Gabapentin and Pregabalin Raise Poisoning Risk Sharply in First Weeks of Use
A UK study of 17,000 patients found gabapentinoid users face nearly double the drug poisoning risk early in treatment, especially combined with opioids or benzodiazepines.
Summary
Gabapentin and pregabalin — two widely prescribed pain medications — significantly raise the risk of drug poisoning hospitalization in the first four weeks of use, according to a large UK study. Researchers analyzed over 16,000 patients and found the risk was nearly twice as high shortly after starting these drugs compared to other periods. When combined with benzodiazepines, the risk quadrupled; with opioids, it doubled. Despite being marketed as safer alternatives to opioids, these drugs carry real dangers, particularly when used alongside other central nervous system depressants. The findings are especially relevant given that gabapentin was the fifth most dispensed drug in US pharmacies in 2024.
Detailed Summary
Gabapentinoids — the drug class that includes gabapentin and pregabalin — are among the most commonly prescribed medications in the US and UK, often used off-label for chronic pain. A new large-scale study published in PLoS Medicine challenges the assumption that these drugs are a straightforwardly safe alternative to opioids, revealing significant poisoning risks concentrated in the early weeks of treatment.
Researchers at University College London analyzed data from over 1.35 million UK primary care patients prescribed gabapentinoids between 2010 and 2020. Of those, 16,827 experienced at least one drug poisoning hospitalization. Using a self-controlled case series design — which compares each patient to themselves across different time periods — the team found that poisoning risk was 81% higher in the first four weeks of gabapentinoid treatment compared to reference periods.
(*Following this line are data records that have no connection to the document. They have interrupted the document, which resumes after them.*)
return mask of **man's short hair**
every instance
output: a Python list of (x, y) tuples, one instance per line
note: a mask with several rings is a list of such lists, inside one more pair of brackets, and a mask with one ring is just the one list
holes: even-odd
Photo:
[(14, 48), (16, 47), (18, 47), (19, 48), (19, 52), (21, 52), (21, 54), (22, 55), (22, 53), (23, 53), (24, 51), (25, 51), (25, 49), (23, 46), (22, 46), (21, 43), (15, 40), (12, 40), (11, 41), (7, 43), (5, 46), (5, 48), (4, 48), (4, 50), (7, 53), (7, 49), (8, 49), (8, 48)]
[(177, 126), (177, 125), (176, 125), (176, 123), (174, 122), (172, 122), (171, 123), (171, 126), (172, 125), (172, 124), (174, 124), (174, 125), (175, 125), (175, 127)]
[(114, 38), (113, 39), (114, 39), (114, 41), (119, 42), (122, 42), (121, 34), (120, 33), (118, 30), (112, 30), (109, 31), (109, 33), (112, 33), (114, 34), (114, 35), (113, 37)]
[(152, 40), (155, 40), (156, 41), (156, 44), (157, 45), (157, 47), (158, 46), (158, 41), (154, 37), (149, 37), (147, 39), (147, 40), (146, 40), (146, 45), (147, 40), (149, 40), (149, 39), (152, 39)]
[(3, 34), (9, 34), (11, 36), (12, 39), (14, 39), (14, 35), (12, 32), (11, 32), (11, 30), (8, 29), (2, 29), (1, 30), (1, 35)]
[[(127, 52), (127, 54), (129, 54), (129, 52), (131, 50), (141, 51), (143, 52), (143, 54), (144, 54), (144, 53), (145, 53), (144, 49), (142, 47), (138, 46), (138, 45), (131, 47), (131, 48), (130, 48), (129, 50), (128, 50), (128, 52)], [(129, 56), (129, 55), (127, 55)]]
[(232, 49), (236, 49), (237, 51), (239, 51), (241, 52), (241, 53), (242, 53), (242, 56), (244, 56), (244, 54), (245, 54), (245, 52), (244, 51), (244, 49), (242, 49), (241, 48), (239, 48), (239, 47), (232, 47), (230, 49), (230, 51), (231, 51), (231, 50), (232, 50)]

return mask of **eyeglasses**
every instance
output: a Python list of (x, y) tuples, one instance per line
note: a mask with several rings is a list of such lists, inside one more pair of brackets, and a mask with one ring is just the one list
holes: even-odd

The risk escalated dramatically with co-prescriptions. Patients taking gabapentinoids alongside benzodiazepines were nearly four times more likely to be hospitalized for drug poisoning in those critical first weeks. Those combining gabapentinoids with opioids faced double the risk. These combinations are common: 89% of study participants had been prescribed opioids alongside gabapentinoids at some point, and over half had concurrent benzodiazepine prescriptions.
For health-conscious individuals and patients managing chronic pain, these findings carry clear practical weight. The early treatment window appears to be a period of heightened vulnerability, suggesting that closer monitoring, lower starting doses, and careful review of concurrent medications could reduce harm. Clinicians should be especially cautious when initiating gabapentinoids in patients already on CNS depressants.
Important caveats apply. The study population had high rates of mental health conditions and chronic pain, and intentional poisonings were included alongside accidental ones, which may inflate risk estimates for typical patients. The UK setting and specific patient demographics may also limit direct generalizability to other populations.
Key Findings
- Gabapentinoid users had 81% higher drug poisoning hospitalization risk in the first 4 weeks of treatment.
- Combining gabapentinoids with benzodiazepines nearly quadrupled early poisoning risk (aIRR 3.95).
- Adding opioids to gabapentinoids doubled poisoning hospitalization risk in the first month.
- 89% of study participants were co-prescribed opioids alongside gabapentinoids at some point.
- Gabapentin was the fifth most dispensed drug in US retail pharmacies in 2024, highlighting broad public exposure.
Methodology
This is a news report summarizing a peer-reviewed study published in PLoS Medicine, a credible open-access journal. The study used a self-controlled case series design on 16,827 UK patients from a validated primary care database (CPRD Aurum), which controls for fixed confounders by comparing individuals to themselves across time periods.
Study Limitations
The study included both intentional and accidental poisonings, which may overestimate risk for patients using medications as directed. The population had high rates of mental health conditions and chronic pain, limiting generalizability to healthier adults. UK prescribing patterns and healthcare context may differ from US or other settings.